Well, I didn’t have to be afraid it was just too good to be true, or it was just the one good day out of the month…it truly was a turning point for me. The medication had kicked in and conquered my clinical depression. As each day dawned from that day on, I woke up like I always had before clinical depression took over my life. I was me again, and so, SO happy to be that way!

My life changed from that day on. I’ll quickly give you a synopsis on the time since then: I was on Prozac for two years, when it “broke through” the depression, and then I went on Celexa, which, after a month and an increased dose, worked for me and once again I was myself inside. I was on meds for a total of 6 years, and then didn’t need them anymore. I’ve been off meds for 8 years.
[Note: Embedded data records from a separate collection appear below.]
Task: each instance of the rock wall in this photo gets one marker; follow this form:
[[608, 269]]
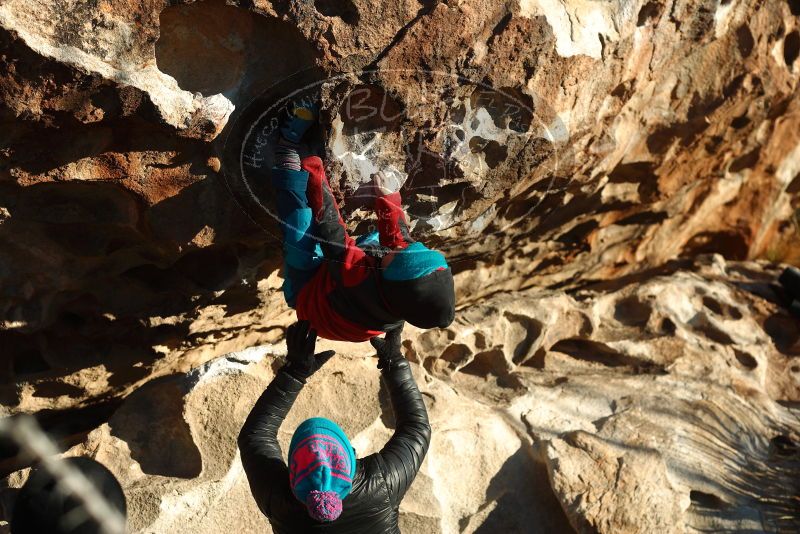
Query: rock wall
[[563, 154]]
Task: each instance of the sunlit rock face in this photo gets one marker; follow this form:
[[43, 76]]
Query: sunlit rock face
[[548, 148]]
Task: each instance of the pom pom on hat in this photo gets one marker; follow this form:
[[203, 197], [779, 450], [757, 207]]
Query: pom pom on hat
[[324, 505]]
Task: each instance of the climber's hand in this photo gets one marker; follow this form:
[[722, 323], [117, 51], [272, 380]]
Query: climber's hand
[[388, 348], [301, 340], [386, 182]]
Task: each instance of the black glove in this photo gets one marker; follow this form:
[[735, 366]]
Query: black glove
[[301, 362], [388, 348]]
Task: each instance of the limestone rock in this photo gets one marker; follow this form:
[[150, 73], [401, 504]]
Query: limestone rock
[[572, 159], [648, 404]]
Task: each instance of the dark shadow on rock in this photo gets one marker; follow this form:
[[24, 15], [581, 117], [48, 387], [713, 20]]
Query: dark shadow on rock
[[151, 423], [532, 511]]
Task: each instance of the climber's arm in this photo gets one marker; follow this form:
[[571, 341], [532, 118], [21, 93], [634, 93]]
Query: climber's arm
[[258, 441], [403, 453], [392, 224], [346, 261]]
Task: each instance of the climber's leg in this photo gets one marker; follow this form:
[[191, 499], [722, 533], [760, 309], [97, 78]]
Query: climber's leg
[[302, 255]]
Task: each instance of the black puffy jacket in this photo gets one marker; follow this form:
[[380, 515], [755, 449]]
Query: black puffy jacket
[[381, 479]]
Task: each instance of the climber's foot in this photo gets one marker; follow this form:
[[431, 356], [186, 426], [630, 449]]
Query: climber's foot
[[301, 115]]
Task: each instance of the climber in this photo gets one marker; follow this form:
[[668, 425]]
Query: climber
[[325, 488], [44, 504], [351, 290]]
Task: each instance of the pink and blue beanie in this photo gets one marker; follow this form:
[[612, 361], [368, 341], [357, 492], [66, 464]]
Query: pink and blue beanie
[[322, 465]]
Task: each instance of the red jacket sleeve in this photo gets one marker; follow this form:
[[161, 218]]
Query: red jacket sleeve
[[347, 263], [392, 225]]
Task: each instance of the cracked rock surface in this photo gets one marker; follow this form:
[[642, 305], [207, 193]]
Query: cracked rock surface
[[599, 174]]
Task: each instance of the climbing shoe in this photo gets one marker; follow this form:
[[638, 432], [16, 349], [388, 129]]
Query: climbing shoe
[[301, 115]]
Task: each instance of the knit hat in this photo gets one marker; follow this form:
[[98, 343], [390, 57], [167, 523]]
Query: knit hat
[[322, 465]]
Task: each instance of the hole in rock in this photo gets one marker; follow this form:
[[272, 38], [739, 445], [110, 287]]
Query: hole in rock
[[745, 161], [211, 47], [456, 353], [644, 218], [212, 268], [487, 363], [637, 172], [650, 10], [508, 107], [522, 333], [537, 361], [508, 511], [706, 500], [344, 9], [56, 389], [712, 305], [740, 122], [783, 330], [368, 108], [65, 428], [596, 352], [494, 153], [791, 48], [731, 244], [744, 38], [29, 362], [668, 327], [745, 359], [152, 424], [578, 233], [631, 311], [702, 325], [783, 445]]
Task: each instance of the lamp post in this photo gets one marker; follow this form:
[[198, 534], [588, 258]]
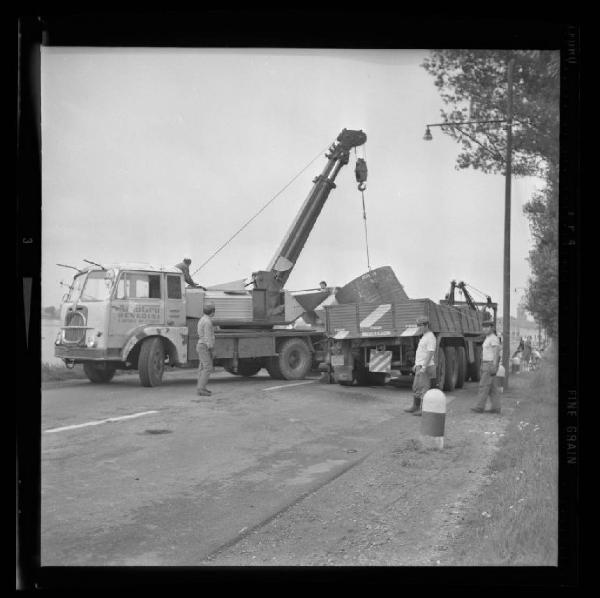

I cannot emphasize enough the importance of talking to someone, especially your health care provider, if you’ve been experiencing depression, especially if it’s been so bad that you’ve had suicidal thoughts. I never really had those; only a couple times in my life as reactions to circumstances.

I know how hard it is, even as badly as you’re feeling, to reach out for help. I’ve been there, and I’m actually there again today, and I have an appointment to talk to my doctor and get back on meds. I recognize the symptoms, and I’m not willing to let myself slip that far under as I had all those years ago.

I’m reaching out for help, and even if my former doctor of a year (he just retired) brushed me off when I brought this up to him, I still kept at it and reached out again to the new doctor I found, and I’m going to get the help I need, not only for my children, but for me. I understand now that I’m worth it. I deserve to be all I can be, and if that means I need depression meds in order to straighten things out, then so be it. I’ll do whatever it takes to not risk that slippery slope that leads to deadness inside, joylessness, and that stranger I do not know.

Never discount yourself. You’re worth it too.

And PS: I am the face of depression. Me.